1. Below is the precision/recall graph for my stage 1 linear classifier. It has an average precision of 35.1%.

2. Below is the precision/recall graph for my stage 2 linear classifier. It has an average precision of 32.1%.

3. Below is the precision/recall graph for my stage 1 non-linear classifier. It has an average precision of 47.7%. This result changes significantly with some calibration of the sigma value for the RBF kernel. The result in the graph is obtained with a sigma value of 256, but with a sigma value of 128, the average precision is merely 33%, and with a value of 316, it is 44.6%. There seems to be an optimal value for sigma, but due to time restraints, I choose the sigma value 256 which seems to work best among the three I have tried.

4. Below is the precision/recall graph for my stage 2 non-linear classifier. It has an average precision of 45.1%.

It appears that the stage 2 classifiers perform slightly worse than their stage 1 counterparts, as opposed to improving performance. This shows that there is probably space for improvement in the hard negatives mining.

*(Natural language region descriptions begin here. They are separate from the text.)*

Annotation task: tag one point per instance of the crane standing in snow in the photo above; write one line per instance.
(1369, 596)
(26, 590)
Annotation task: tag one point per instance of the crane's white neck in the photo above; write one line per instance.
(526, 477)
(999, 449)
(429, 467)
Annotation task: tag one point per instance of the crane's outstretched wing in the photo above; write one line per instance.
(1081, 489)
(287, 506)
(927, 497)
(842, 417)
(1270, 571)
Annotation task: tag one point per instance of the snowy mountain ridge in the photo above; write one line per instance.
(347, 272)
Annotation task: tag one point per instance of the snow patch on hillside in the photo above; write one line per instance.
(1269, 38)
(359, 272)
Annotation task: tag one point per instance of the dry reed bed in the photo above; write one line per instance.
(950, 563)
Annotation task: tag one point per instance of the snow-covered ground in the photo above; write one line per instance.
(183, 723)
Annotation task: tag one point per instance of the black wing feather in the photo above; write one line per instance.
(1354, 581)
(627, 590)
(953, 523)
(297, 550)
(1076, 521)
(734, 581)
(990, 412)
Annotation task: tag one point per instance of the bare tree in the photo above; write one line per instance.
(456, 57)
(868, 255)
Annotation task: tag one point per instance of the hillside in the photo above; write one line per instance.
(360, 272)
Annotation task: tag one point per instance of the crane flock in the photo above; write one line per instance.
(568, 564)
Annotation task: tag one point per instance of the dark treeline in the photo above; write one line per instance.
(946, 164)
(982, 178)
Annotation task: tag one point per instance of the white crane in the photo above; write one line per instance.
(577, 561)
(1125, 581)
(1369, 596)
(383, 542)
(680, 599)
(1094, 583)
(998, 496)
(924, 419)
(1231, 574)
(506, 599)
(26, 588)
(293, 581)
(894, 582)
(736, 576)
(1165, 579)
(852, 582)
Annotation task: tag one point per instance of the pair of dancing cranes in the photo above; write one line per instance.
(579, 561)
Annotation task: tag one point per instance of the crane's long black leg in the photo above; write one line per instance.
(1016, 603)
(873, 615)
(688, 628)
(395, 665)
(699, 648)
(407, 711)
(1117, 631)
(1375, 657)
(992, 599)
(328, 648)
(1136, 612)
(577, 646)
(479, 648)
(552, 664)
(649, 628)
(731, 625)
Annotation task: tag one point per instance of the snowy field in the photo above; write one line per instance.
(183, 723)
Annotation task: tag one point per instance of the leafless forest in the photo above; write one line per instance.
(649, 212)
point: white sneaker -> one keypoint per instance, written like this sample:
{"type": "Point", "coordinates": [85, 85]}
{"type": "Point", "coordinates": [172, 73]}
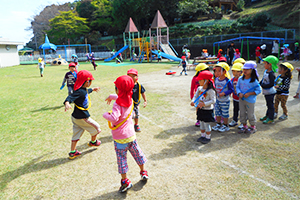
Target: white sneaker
{"type": "Point", "coordinates": [224, 128]}
{"type": "Point", "coordinates": [216, 127]}
{"type": "Point", "coordinates": [240, 126]}
{"type": "Point", "coordinates": [232, 123]}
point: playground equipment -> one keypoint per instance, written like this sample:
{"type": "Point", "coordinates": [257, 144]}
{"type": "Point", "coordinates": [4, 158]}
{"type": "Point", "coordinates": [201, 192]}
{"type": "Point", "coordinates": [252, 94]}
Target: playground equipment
{"type": "Point", "coordinates": [248, 37]}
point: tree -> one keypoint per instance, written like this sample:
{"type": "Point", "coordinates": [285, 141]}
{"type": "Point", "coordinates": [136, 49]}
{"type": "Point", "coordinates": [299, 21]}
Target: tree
{"type": "Point", "coordinates": [67, 25]}
{"type": "Point", "coordinates": [40, 23]}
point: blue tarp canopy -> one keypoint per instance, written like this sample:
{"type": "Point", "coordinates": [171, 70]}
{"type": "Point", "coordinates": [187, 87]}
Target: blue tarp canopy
{"type": "Point", "coordinates": [47, 45]}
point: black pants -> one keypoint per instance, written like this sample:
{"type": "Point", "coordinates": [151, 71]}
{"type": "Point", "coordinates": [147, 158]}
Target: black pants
{"type": "Point", "coordinates": [236, 110]}
{"type": "Point", "coordinates": [270, 106]}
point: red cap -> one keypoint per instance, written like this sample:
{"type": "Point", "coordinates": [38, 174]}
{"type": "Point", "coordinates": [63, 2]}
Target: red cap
{"type": "Point", "coordinates": [222, 59]}
{"type": "Point", "coordinates": [132, 71]}
{"type": "Point", "coordinates": [82, 76]}
{"type": "Point", "coordinates": [72, 64]}
{"type": "Point", "coordinates": [125, 85]}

Perhaps increasing the negative training data size and making the classifier more sensitive would boost the results.

Application Results

Below is the result of the stage 1 non-linear classifier applied to the class photo.

Returning all the detections:

Returning detections with confidence > 0.4:

Returning detections with confidence > 1.0:

Returning detections with confidence > 1.4:

As we can see, most of the false positives are ignored if we consider detections with confidence above 1.0, but true positives start to be ignored at confidence level 0.4. When we get pass confidence level 1.0, more and more true positives start getting undetected.